You had to know this one was coming. Can't you remember puffing these as a child, blowing plumes of chalky sugar into the air like a regular Marlboro Man? The sweet smokes were introduced in the early 19th century, and have long been controversial for obvious reasons. Candy cigarettes are now banned in Finland, Norway, Ireland, Turkey, and Saudi Arabia. In the U.S. however, several bans have been considered but never enacted. Only North Dakota has passed a ban on the products, in 1953--and it was repealed in 1967. Studies have even shown a link between candy cigarettes and smokers. According to a Harris poll in 2007, about 22% of current or former smokers regularly puffed on candy cigarettes as kids, compared with the 14% of non-smokers who enjoyed the treats as children.
We all remember the famous scene in The Sandlot when the boys get their hands on some tobacco. "What is it?" Smalls wonders. Big chief! Wad! Dip!

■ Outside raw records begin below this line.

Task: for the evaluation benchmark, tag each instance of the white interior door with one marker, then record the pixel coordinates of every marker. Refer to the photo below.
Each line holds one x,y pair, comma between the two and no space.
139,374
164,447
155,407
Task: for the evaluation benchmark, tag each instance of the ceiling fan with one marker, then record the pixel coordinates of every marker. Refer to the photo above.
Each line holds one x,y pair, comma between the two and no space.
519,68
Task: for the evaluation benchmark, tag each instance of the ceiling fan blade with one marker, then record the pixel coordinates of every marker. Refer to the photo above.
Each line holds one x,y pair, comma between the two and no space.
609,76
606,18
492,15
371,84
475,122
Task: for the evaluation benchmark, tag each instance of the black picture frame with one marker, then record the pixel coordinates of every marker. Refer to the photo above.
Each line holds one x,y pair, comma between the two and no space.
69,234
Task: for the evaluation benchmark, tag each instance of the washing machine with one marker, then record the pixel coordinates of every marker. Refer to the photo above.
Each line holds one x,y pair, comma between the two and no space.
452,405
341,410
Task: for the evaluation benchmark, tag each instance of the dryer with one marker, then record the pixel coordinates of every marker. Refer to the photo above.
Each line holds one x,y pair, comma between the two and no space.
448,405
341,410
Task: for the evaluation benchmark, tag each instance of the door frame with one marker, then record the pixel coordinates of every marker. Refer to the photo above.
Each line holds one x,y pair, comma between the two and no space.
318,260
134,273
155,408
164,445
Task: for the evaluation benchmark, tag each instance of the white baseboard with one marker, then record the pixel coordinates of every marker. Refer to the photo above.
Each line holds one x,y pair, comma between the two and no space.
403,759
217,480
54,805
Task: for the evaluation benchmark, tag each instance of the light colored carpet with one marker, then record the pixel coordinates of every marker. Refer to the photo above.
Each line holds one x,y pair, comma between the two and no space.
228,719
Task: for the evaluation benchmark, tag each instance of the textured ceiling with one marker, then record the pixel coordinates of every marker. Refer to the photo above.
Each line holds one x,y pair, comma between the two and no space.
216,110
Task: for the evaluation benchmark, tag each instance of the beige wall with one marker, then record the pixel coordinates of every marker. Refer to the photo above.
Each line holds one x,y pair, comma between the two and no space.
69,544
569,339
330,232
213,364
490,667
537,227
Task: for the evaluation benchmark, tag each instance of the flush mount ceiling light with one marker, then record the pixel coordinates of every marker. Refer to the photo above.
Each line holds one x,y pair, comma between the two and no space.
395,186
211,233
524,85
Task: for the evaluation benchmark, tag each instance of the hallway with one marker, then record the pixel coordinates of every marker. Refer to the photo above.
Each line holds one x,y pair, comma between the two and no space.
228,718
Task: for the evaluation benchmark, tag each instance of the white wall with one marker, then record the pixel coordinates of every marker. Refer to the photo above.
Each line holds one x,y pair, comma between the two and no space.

Chaw! 'Baccy! "All the pros do it." Big League Chew transformed MLB-stars's penchants for chewing tobacco into a G-rated version little leaguers, giving baseball players of all ages access to a sugary supplement to gnaw on in the dugout. In 1995, after well over a decade on the market, Patrick Reynolds, the grandson of tobacco magnate R.J. Reynolds, spoke with the NY Times about the product. "Baseball players...have helped repopularize chewing tobacco by having a wad in their cheeks and a round can in their back pockets," he said. "There's even a brand of chewing gum called Big League Chew that children can buy. I wrote to Wrigley's and tried to get them to stop selling that product. It's abominable." Yet the product remains on stands. More recently, as congress pressures the Major League to ban real tobacco, some have suggested that the problem would be solved if players would just switch to Big League Chew.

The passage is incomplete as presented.